Simpson was approved for early parole release at a board hearing in July.
In 1995 he was acquitted of the murder of his ex-wife Nicole Brown Simpson and her friend Ron Goodman.
In a Facebook post, Nevada Department of Corrections released an image and video of Simpson signing documents and leaving Lovelock Correctional Centre early on Sunday.
They confirmed the 70-year-old had been released from the facility at 00:08 (07:08 GMT).
He will face restrictions – including up to five years of parole supervision.
The football player was sentenced to a maximum 33-year prison sentence in 2008 after storming a Las Vegas hotel room with five others in an effort to seize items from two sports memorabilia dealers.
Simpson said the belongings, which he described as images of his family and friends, were later handed over to him by officials after they were legally deemed to belong to him.
In 2013 the Nevada Board of Parole granted him parole on some of his convictions, but not for the more violent charges.
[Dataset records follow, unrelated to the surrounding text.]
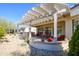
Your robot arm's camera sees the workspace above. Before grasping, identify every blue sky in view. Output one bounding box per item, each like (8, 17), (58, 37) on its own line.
(0, 3), (74, 23)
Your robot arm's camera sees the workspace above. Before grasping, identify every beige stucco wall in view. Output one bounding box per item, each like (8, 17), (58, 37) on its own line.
(65, 18), (72, 39)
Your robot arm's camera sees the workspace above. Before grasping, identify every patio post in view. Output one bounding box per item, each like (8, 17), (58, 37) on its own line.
(54, 13), (57, 43)
(29, 21), (31, 41)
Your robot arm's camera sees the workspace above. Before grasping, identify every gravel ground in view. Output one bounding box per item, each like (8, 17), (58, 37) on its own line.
(0, 35), (30, 56)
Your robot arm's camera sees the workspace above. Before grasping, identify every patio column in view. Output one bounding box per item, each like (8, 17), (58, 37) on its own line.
(29, 27), (31, 41)
(54, 13), (57, 43)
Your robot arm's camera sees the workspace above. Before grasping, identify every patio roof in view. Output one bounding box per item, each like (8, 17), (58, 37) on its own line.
(22, 3), (70, 24)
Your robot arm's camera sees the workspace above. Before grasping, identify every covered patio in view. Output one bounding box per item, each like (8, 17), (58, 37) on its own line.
(19, 3), (71, 55)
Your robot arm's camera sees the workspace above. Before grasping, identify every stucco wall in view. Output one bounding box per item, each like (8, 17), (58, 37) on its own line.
(65, 18), (72, 39)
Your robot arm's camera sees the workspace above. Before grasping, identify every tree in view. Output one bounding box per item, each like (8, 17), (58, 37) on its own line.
(0, 18), (16, 32)
(68, 25), (79, 56)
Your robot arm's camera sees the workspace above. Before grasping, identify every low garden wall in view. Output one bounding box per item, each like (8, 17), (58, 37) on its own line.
(30, 44), (65, 56)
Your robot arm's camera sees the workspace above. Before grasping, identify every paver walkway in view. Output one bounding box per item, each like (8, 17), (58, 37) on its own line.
(0, 35), (30, 56)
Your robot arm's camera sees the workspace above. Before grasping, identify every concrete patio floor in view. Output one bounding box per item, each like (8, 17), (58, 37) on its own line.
(0, 35), (29, 56)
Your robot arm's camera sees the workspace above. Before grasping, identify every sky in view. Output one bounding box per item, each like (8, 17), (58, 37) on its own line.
(0, 3), (74, 23)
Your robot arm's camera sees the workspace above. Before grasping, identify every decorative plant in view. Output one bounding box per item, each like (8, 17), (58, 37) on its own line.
(68, 25), (79, 56)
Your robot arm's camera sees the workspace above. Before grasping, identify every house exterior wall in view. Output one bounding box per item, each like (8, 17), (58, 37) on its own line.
(65, 18), (72, 39)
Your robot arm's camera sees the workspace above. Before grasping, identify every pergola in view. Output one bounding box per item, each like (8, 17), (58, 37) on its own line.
(22, 3), (70, 42)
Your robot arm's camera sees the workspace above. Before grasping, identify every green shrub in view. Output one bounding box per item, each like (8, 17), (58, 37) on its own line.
(0, 27), (5, 38)
(68, 25), (79, 56)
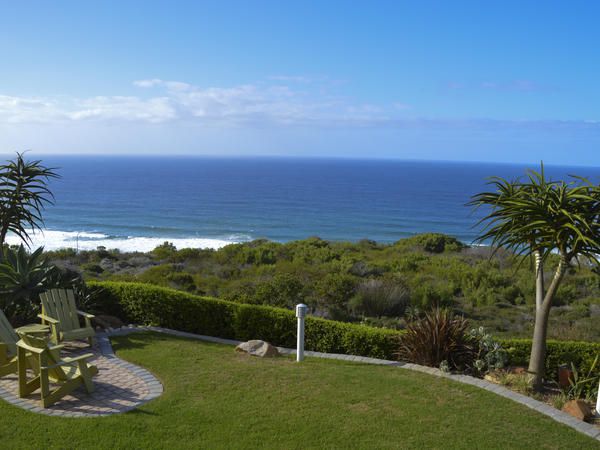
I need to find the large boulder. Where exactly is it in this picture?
[235,340,279,358]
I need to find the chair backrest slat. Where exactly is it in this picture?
[20,333,68,380]
[0,310,19,356]
[40,289,80,331]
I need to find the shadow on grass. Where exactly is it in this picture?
[110,331,231,353]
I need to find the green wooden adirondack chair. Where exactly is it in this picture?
[0,310,19,377]
[17,334,98,408]
[38,289,96,346]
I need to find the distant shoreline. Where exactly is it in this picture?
[7,230,478,253]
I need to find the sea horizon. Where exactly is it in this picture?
[8,153,600,251]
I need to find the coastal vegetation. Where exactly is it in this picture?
[471,164,600,389]
[47,234,600,341]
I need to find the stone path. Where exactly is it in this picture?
[109,326,600,441]
[0,333,163,417]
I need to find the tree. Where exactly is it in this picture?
[0,153,59,248]
[469,164,600,389]
[0,245,60,321]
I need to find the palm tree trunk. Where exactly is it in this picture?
[528,256,567,391]
[534,250,544,313]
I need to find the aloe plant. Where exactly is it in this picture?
[469,165,600,390]
[0,153,59,249]
[0,245,59,319]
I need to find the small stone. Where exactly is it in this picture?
[235,340,279,358]
[562,399,593,420]
[483,372,500,384]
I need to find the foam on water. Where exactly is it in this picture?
[6,230,240,252]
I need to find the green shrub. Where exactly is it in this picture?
[350,279,410,317]
[500,339,600,380]
[88,282,600,372]
[89,282,398,359]
[398,308,474,371]
[395,233,465,253]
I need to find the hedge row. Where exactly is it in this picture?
[89,282,399,359]
[89,282,600,378]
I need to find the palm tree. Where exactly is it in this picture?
[0,153,59,249]
[0,245,61,320]
[469,164,600,389]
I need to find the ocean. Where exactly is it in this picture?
[4,153,600,251]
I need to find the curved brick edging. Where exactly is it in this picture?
[0,333,163,417]
[107,325,600,441]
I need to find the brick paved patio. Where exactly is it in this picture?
[0,334,163,417]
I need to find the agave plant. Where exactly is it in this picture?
[0,245,57,321]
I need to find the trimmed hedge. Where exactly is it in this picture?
[89,282,600,379]
[89,282,399,359]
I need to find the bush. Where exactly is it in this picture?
[398,308,474,371]
[350,279,410,317]
[395,233,465,253]
[88,282,600,379]
[500,339,600,381]
[89,282,398,359]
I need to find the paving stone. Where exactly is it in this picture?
[0,336,163,417]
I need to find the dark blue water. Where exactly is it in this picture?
[14,156,600,250]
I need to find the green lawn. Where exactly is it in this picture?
[0,333,600,449]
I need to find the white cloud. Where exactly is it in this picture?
[133,78,163,88]
[0,78,404,126]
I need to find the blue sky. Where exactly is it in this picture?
[0,1,600,165]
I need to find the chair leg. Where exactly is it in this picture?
[77,361,94,394]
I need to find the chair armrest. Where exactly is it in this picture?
[0,342,8,364]
[40,353,94,369]
[77,310,96,319]
[38,314,60,325]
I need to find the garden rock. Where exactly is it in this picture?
[235,340,279,358]
[562,400,593,420]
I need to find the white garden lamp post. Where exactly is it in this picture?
[596,383,600,417]
[296,303,308,362]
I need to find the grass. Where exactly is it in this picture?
[0,333,600,449]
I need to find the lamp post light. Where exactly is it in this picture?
[296,303,308,362]
[596,383,600,417]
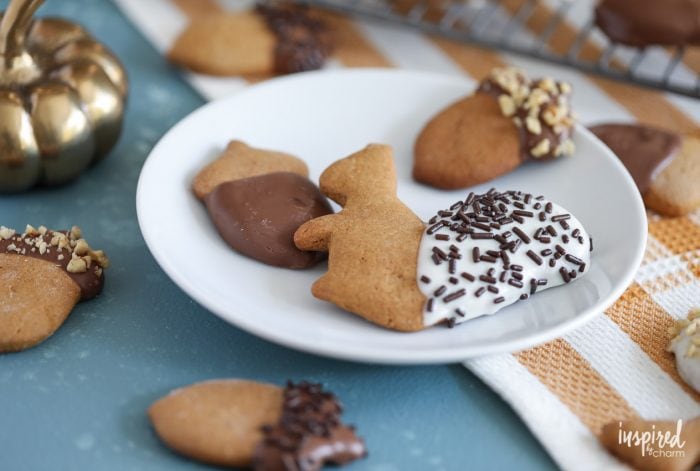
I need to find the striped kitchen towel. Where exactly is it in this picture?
[116,0,700,470]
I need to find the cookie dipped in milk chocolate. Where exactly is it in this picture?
[589,123,681,195]
[204,172,333,268]
[590,123,700,216]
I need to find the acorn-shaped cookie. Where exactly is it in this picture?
[666,308,700,393]
[294,145,593,331]
[0,226,109,352]
[192,141,333,268]
[168,3,332,76]
[148,380,366,471]
[590,123,700,216]
[413,68,574,189]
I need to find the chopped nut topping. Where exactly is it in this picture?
[530,139,550,157]
[0,226,15,240]
[498,95,515,116]
[0,225,109,274]
[24,224,39,237]
[71,239,90,255]
[482,67,575,158]
[66,258,87,273]
[525,116,542,135]
[70,226,83,240]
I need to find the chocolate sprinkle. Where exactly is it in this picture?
[526,250,542,265]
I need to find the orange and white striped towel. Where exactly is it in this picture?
[117,0,700,470]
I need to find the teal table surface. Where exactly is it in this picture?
[0,0,554,471]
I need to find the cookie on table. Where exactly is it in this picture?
[595,0,700,47]
[192,140,309,199]
[413,68,574,189]
[0,226,109,352]
[590,123,700,216]
[168,4,332,76]
[294,145,593,331]
[667,308,700,393]
[148,380,366,471]
[600,417,700,471]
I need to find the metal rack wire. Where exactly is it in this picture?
[303,0,700,98]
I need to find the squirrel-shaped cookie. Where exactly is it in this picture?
[294,144,592,331]
[294,145,425,331]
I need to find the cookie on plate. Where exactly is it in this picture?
[590,123,700,216]
[148,380,366,471]
[294,145,593,331]
[192,140,309,199]
[168,4,332,76]
[413,68,574,189]
[0,226,109,352]
[192,141,333,269]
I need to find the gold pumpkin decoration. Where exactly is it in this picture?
[0,0,128,192]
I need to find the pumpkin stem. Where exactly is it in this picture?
[0,0,44,61]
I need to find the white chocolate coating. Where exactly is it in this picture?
[417,192,592,326]
[668,312,700,392]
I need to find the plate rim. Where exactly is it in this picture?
[136,68,648,365]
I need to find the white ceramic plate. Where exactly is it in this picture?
[137,70,647,363]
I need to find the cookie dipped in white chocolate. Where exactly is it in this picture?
[417,190,593,326]
[667,308,700,392]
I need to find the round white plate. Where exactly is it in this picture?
[137,70,647,364]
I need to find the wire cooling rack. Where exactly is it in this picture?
[303,0,700,98]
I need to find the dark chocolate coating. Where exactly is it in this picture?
[590,124,681,195]
[595,0,700,47]
[253,382,367,471]
[0,231,104,301]
[256,4,332,74]
[204,172,333,268]
[477,75,574,162]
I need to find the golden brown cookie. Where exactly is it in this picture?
[294,144,425,331]
[600,418,700,471]
[666,308,700,393]
[644,136,700,216]
[148,380,365,470]
[413,68,574,189]
[590,123,700,216]
[168,11,277,75]
[294,149,592,331]
[0,226,109,352]
[192,141,309,199]
[0,253,80,352]
[168,3,332,76]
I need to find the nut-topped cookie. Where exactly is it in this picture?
[413,68,575,189]
[0,226,109,352]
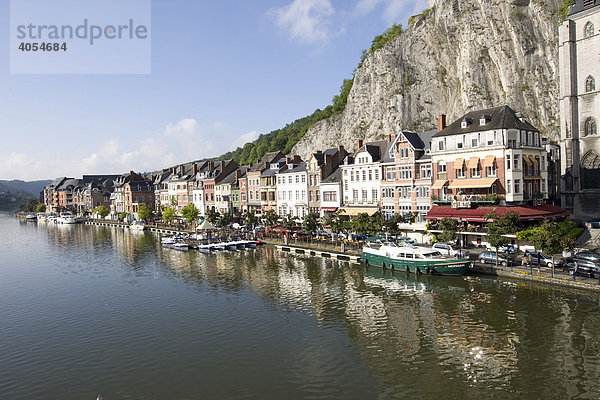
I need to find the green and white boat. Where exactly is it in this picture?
[362,242,471,275]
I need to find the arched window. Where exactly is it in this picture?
[581,150,600,189]
[585,117,598,136]
[585,75,596,92]
[583,22,594,37]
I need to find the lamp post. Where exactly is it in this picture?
[458,218,462,258]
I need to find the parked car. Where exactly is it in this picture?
[431,243,469,257]
[485,243,515,254]
[575,251,600,264]
[525,251,564,268]
[565,258,600,278]
[477,251,515,267]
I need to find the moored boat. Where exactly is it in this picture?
[362,243,471,275]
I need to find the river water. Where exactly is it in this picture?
[0,214,600,400]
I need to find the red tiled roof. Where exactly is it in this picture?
[425,204,569,222]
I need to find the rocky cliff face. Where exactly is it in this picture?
[292,0,560,157]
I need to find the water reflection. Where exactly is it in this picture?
[5,217,600,398]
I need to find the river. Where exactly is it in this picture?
[0,214,600,400]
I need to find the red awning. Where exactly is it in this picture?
[425,204,569,222]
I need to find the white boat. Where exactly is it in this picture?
[362,242,471,275]
[129,222,146,231]
[56,213,77,224]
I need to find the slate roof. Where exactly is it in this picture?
[569,0,600,16]
[433,106,539,137]
[280,161,306,174]
[321,168,342,184]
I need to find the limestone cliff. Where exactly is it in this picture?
[292,0,560,156]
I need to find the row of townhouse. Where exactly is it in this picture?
[44,106,568,230]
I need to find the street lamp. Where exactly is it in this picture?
[458,218,462,258]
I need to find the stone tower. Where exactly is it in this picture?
[558,0,600,221]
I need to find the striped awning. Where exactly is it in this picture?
[483,156,496,168]
[448,178,498,189]
[469,157,479,169]
[431,180,448,189]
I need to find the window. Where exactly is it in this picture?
[585,76,596,92]
[583,22,594,37]
[585,117,597,136]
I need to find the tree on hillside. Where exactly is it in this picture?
[484,211,519,267]
[181,203,200,224]
[162,207,177,224]
[93,206,110,219]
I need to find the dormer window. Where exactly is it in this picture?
[583,22,594,37]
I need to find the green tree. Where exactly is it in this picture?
[350,213,381,235]
[283,214,296,230]
[138,204,154,221]
[181,203,200,224]
[206,208,221,225]
[484,211,519,267]
[262,210,279,226]
[436,218,458,243]
[93,206,110,219]
[242,211,258,228]
[162,207,177,224]
[304,212,320,233]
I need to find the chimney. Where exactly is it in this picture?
[438,114,446,132]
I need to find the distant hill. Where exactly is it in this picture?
[0,180,52,198]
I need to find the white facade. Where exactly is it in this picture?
[341,151,382,208]
[276,165,308,219]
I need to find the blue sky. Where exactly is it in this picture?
[0,0,427,180]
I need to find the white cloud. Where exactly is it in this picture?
[0,118,252,180]
[267,0,335,43]
[229,131,260,151]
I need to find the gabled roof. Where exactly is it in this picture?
[321,168,342,184]
[569,0,600,17]
[433,106,539,137]
[356,140,391,162]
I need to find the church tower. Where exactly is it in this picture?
[558,0,600,221]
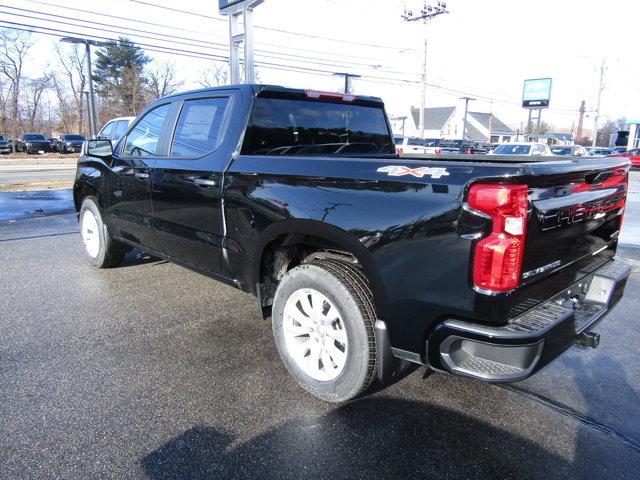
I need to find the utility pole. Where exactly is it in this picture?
[591,57,606,147]
[334,72,360,93]
[218,0,264,84]
[576,100,586,142]
[460,97,475,141]
[60,37,109,138]
[402,0,449,138]
[487,101,493,143]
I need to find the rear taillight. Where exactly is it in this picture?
[468,184,529,292]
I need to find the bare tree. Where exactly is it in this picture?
[147,62,184,100]
[51,74,74,133]
[0,28,33,149]
[198,65,229,88]
[23,73,51,132]
[53,44,88,133]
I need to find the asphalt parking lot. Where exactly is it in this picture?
[0,172,640,479]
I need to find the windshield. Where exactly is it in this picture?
[24,133,47,141]
[242,97,395,156]
[493,144,531,155]
[551,147,572,155]
[62,135,84,142]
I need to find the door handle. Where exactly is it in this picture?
[193,178,218,187]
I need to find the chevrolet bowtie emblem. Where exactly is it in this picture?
[377,165,449,178]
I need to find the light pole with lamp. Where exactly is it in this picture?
[60,37,108,138]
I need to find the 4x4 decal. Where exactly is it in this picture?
[377,165,449,178]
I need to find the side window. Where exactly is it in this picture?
[113,120,129,140]
[98,122,116,139]
[123,103,171,157]
[171,97,229,157]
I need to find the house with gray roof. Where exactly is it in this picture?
[390,103,516,143]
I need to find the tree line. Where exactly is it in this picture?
[0,28,228,147]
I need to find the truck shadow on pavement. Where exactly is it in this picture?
[142,397,576,480]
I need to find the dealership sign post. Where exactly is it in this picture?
[218,0,264,83]
[522,78,551,141]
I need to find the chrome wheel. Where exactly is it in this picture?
[282,288,349,381]
[81,209,100,258]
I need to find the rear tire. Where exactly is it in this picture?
[272,260,376,402]
[79,196,128,268]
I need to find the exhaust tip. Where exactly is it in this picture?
[575,332,600,348]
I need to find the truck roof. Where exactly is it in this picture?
[162,83,384,106]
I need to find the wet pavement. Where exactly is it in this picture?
[0,173,640,479]
[0,163,76,184]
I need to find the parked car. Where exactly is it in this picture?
[489,142,553,157]
[54,133,86,153]
[587,147,613,157]
[96,117,136,143]
[610,148,640,167]
[16,133,54,153]
[73,85,630,402]
[394,137,440,155]
[549,145,587,157]
[0,133,13,153]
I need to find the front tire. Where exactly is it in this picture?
[272,260,376,402]
[79,196,126,268]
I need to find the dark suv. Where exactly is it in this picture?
[54,133,86,153]
[16,133,53,153]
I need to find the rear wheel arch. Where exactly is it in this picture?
[253,220,387,318]
[73,182,101,212]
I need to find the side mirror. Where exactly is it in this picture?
[87,140,113,158]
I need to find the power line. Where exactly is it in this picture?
[21,0,416,61]
[129,0,415,51]
[0,4,424,75]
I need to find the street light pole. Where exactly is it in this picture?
[60,37,109,138]
[85,41,96,138]
[460,97,475,141]
[334,72,360,93]
[402,0,449,138]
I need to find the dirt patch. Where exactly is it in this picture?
[0,180,73,192]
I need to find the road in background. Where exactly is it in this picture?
[0,172,640,480]
[0,163,76,184]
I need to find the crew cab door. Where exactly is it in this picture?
[151,91,234,273]
[107,103,171,246]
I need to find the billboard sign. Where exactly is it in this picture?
[218,0,262,13]
[522,78,551,108]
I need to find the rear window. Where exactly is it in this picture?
[493,145,531,155]
[242,98,395,156]
[171,97,229,157]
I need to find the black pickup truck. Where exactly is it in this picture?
[74,85,630,401]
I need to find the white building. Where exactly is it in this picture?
[389,106,516,143]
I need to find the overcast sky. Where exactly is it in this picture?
[6,0,640,128]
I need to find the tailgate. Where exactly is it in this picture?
[522,158,628,291]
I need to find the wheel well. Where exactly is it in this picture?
[258,234,360,318]
[73,183,98,212]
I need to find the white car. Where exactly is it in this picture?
[551,145,587,157]
[393,137,442,155]
[489,142,553,157]
[97,117,136,145]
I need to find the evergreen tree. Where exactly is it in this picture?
[93,37,150,116]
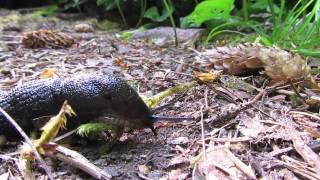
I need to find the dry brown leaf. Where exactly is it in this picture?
[191,147,246,179]
[113,57,128,69]
[22,29,75,49]
[39,68,58,79]
[193,71,222,82]
[201,44,320,90]
[74,24,94,33]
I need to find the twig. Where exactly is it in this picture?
[225,149,257,179]
[200,106,208,179]
[46,143,112,179]
[0,107,54,180]
[286,118,320,176]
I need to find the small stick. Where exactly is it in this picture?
[46,143,112,179]
[0,107,54,180]
[286,118,320,176]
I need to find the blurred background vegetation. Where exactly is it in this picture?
[0,0,320,57]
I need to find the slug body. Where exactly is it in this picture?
[0,73,157,135]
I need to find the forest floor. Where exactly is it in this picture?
[0,11,320,179]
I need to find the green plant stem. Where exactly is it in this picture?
[136,0,147,28]
[116,0,128,26]
[163,0,179,46]
[242,0,249,22]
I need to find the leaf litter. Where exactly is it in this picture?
[0,10,320,179]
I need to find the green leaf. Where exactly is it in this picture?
[181,0,234,27]
[96,0,117,11]
[143,6,173,22]
[31,5,59,18]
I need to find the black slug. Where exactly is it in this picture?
[0,73,190,135]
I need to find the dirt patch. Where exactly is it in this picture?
[0,9,319,179]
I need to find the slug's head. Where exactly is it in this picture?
[91,74,153,125]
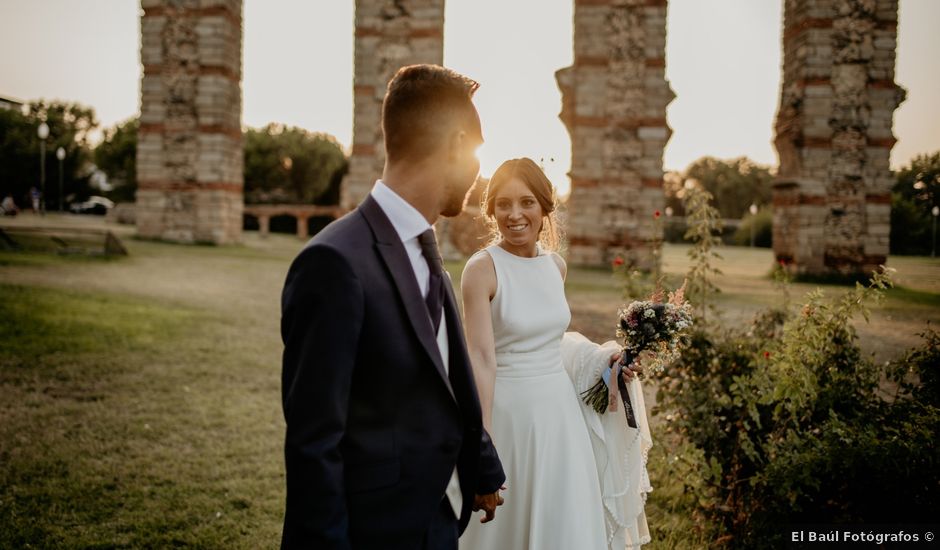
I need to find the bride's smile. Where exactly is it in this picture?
[494,178,545,257]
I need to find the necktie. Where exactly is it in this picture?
[418,229,444,334]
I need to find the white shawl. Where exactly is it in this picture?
[561,332,653,550]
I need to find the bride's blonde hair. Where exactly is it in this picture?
[480,157,561,251]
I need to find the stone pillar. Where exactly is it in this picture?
[340,0,444,208]
[774,0,904,275]
[556,0,675,269]
[137,0,243,244]
[258,214,271,238]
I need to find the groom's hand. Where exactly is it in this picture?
[473,487,505,523]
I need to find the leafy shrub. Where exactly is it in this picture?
[653,188,940,548]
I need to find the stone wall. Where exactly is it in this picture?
[137,0,243,244]
[341,0,444,208]
[556,0,675,269]
[774,0,904,275]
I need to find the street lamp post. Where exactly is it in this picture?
[36,122,49,216]
[55,147,65,212]
[930,206,940,258]
[747,203,757,248]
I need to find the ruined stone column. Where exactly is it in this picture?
[137,0,243,244]
[340,0,444,208]
[774,0,904,275]
[556,0,675,269]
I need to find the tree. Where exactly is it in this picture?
[891,152,940,254]
[95,117,140,202]
[0,100,98,209]
[680,157,773,219]
[245,123,347,204]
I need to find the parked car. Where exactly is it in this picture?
[69,196,114,216]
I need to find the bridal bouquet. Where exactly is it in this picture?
[581,284,692,420]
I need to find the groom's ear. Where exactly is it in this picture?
[447,130,469,161]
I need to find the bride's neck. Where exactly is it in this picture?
[499,239,539,258]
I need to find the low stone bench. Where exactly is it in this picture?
[0,225,127,256]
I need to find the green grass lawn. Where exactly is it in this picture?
[0,218,940,549]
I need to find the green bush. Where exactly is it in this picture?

In July this year, he was granted parole and approved for release in October.
Bruce Fromong, who was one of Simpson’s victims in the robbery, testified in favour of him being granted freedom.
Simpson was found guilty in 2008 exactly 13 years to the day after he was famously acquitted in the double-murder case.
Despite the 1995 not-guilty verdict, a civil court jury held Simpson liable for the deaths of Brown Simpson and Goldman, awarding $33.5m (£25m) to their families.
A lawyer representing Ron Goldman’s family told Associated Press this amount had nearly doubled with interest under Californian state law, and that the family would continue to seek payment from Simpson after his release.
Simpson has expressed his desire to move to Florida after leaving jail.
His lawyer Malcolm LaVergne said on Wednesday that he was feeling “very upbeat” ahead of the release.
Simpson became a cult figure in the National Football Leaue (NFL) after record-breaking performances for the Buffalo Bills team.
After retiring in 1979 he starred in television shows and movies, including the 1988 film The Naked Gun.